Thanks for your comments, Easwaran. This a fairly large update, primarily meant to address your concern that a promoted call site doesn't end up getting inlined. Ensuring this situation doesn't happen is somewhat difficult because the inlining algorithm itself can abort, even after the inline cost has been computed and inlining found to be profitable. The solution I've implemented here is to perform the promotion before the inline cost is computed (as in the previous version of the patch), but if inlining fails for any reason, the call site is demoted and made indirect again. So there shouldn't be any new direct calls in the program that weren't there before.

mssimpso edited the summary of this revision. (Show Details)Apr 6 2018, 12:59 PM

This is looking good. Main comment I have is about the number of promotions+inlining that can take place is unbounded. One could argue that if there were many small direct calls, we would inline all of them, but still I feel it is better to limit the number of promotions.
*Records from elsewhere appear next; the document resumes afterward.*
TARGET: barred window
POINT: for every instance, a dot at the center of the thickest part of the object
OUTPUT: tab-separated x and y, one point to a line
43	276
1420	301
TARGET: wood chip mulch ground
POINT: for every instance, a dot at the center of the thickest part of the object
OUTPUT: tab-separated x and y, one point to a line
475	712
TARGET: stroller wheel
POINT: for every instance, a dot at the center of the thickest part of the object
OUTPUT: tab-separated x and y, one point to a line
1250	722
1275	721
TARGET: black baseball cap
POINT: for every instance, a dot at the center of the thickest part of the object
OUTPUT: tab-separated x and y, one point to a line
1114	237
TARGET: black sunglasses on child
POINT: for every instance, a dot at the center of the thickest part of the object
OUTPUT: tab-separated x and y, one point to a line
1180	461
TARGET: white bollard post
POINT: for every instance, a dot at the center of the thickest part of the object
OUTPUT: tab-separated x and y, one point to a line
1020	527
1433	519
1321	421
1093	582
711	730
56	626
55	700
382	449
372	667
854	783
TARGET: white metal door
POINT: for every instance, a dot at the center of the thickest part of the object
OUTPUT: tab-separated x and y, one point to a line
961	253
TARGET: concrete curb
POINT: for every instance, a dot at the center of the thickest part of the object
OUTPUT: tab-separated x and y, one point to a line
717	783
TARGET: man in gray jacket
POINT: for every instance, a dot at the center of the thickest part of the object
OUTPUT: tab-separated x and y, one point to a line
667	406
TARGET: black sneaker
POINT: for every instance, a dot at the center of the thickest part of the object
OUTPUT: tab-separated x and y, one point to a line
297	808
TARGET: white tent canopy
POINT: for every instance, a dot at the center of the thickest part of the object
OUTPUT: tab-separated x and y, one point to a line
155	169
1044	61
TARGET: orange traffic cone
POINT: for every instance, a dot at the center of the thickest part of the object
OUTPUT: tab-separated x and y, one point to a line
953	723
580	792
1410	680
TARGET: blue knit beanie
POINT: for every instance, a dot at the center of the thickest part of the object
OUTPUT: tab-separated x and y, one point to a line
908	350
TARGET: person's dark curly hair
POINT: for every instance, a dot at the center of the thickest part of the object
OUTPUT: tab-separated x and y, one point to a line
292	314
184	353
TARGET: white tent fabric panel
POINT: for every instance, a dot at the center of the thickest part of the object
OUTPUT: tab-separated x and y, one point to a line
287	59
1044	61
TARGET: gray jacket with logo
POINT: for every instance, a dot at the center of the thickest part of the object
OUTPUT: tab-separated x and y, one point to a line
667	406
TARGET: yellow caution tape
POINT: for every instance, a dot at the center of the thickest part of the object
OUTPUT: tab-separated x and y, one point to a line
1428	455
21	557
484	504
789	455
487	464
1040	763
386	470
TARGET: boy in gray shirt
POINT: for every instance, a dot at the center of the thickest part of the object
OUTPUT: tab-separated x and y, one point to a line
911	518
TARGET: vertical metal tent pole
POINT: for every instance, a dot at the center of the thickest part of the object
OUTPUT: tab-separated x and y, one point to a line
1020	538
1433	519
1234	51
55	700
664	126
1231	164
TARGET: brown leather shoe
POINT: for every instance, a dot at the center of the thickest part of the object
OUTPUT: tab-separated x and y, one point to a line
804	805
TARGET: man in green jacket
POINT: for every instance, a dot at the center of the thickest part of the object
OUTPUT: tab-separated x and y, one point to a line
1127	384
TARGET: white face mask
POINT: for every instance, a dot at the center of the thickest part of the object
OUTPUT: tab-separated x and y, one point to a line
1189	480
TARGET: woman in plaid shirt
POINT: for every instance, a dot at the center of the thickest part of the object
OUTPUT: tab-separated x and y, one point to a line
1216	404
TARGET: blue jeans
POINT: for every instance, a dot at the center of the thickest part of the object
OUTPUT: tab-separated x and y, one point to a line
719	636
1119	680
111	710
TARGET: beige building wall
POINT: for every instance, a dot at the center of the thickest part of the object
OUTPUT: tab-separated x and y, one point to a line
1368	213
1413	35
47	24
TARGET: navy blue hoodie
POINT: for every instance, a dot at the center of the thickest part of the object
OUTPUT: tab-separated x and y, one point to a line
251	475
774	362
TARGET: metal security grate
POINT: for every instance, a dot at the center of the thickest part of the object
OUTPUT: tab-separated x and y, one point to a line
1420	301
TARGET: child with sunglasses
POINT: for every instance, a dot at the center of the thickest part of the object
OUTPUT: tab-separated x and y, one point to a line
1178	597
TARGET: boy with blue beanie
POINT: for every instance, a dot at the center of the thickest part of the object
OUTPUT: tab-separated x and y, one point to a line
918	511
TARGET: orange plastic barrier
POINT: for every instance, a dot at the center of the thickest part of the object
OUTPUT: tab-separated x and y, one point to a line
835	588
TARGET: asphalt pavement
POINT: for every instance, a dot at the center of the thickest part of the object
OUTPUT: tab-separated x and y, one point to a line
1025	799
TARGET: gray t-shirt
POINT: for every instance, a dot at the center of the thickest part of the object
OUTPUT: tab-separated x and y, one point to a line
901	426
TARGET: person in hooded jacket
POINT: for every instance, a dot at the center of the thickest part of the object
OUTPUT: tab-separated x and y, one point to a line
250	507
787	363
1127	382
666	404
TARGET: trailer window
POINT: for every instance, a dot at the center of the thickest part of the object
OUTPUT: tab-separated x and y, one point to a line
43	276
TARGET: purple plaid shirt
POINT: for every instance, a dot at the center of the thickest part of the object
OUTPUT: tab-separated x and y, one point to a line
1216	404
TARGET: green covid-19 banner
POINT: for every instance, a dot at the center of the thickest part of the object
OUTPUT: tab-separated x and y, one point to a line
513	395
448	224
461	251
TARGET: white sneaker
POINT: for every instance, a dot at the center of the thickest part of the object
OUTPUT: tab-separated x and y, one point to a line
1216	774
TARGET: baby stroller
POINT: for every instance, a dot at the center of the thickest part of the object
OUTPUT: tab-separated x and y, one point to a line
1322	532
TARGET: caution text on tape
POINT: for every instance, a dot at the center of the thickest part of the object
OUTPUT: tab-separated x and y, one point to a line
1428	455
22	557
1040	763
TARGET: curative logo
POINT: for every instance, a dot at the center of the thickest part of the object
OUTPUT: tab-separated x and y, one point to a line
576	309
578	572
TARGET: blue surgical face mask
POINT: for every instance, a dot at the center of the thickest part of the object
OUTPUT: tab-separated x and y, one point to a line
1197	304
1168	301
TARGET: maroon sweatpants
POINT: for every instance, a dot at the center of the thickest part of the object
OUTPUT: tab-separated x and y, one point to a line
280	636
lib/Transforms/IPO/Inliner.cpp
723

Is there any limit on the size of the callees metadata? Otherwise you might potentially end up promoting a large number of calls and inline them

842

Nit: The call is not necessarily inlined. More precisely, the call is deleted (either due to inlining or because it is dead). Perhaps just modify the comment above or rename the function.
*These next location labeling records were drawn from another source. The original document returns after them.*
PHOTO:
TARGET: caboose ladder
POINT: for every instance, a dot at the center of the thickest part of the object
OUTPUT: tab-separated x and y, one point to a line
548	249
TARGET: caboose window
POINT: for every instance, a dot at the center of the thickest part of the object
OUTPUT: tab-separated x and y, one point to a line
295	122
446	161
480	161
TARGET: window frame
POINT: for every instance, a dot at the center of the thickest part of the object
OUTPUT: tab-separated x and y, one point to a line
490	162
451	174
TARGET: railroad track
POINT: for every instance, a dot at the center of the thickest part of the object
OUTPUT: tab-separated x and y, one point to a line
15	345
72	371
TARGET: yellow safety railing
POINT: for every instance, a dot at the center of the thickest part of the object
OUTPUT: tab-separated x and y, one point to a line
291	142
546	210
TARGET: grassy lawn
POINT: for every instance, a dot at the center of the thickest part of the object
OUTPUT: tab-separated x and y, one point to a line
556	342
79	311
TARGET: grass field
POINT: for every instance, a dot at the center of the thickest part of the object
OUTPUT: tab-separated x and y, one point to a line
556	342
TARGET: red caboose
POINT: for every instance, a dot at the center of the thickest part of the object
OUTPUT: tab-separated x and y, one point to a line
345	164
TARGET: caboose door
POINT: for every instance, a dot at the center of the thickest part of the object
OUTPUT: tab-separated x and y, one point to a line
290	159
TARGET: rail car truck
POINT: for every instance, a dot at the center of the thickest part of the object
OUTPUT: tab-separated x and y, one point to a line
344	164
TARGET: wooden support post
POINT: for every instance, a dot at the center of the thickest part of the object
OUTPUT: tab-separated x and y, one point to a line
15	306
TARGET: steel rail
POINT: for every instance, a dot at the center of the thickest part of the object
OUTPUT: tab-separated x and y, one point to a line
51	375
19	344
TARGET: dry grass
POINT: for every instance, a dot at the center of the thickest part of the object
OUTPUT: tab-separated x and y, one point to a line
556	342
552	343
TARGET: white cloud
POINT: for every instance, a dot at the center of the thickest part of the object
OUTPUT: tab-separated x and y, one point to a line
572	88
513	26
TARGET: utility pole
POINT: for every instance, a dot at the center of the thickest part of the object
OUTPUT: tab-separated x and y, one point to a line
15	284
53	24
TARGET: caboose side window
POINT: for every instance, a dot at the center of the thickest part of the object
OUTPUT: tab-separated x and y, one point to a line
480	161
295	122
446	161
lib/Transforms/Utils/CallPromotionUtils.cpp
447

You could set the CPI->Versioned = true here instead of passing an additional parameter to versionCallSite.

476

It looks like isLegalToPromote doesn't check if the callee's body is available. If F->isDeclaration() is true, is there any reason to promote? The inliner is going to not inline the callee and ends up unnecessarily promote and demote the callee. This is even more important in the versioned case since it invalidates the analysis.

test/Transforms/Inline/callees-metadata.ll
23

This is relying on how instructions get simplified after inlining. Why not check that there are not call instructions and followed by a ret?

mssimpso updated this revision to Diff 142819.Apr 17 2018, 1:01 PM
mssimpso marked 5 inline comments as done.

Addressed Easwaran's comments. Thanks again!

  • Added a command line option to limit the number of callees that are inlined for a given indirect call site.
  • Changed tests to not run simplification after inlining.
  • Renamed setInlined to setCallSiteRemoved.
  • Addressed the remaining comments for CallPromotionUtils.
lib/Transforms/IPO/Inliner.cpp
723

The CalledValuePropagation pass limits the size of the callees set to 4 functions. But it's probably a good idea to have a limit in the inliner as well. I'll add a command line option for limiting the number of callees we inline for a given call site.

lib/Transforms/Utils/CallPromotionUtils.cpp
476

Nice catch! I think this check was present in a previous version of this patch, but it must have gotten lost in an update. I'll add it back.

eraman accepted this revision.May 10 2018, 4:09 PM

LGTM

lib/Transforms/IPO/Inliner.cpp
764

Typo

This revision is now accepted and ready to land.May 10 2018, 4:09 PM

Thanks very much for the review Easwaran! As this patch still depends on D39339 to get the function iteration order right in the inliner, would you mind taking at look at that patch if you have a chance, or recommending someone for the review? Thanks again.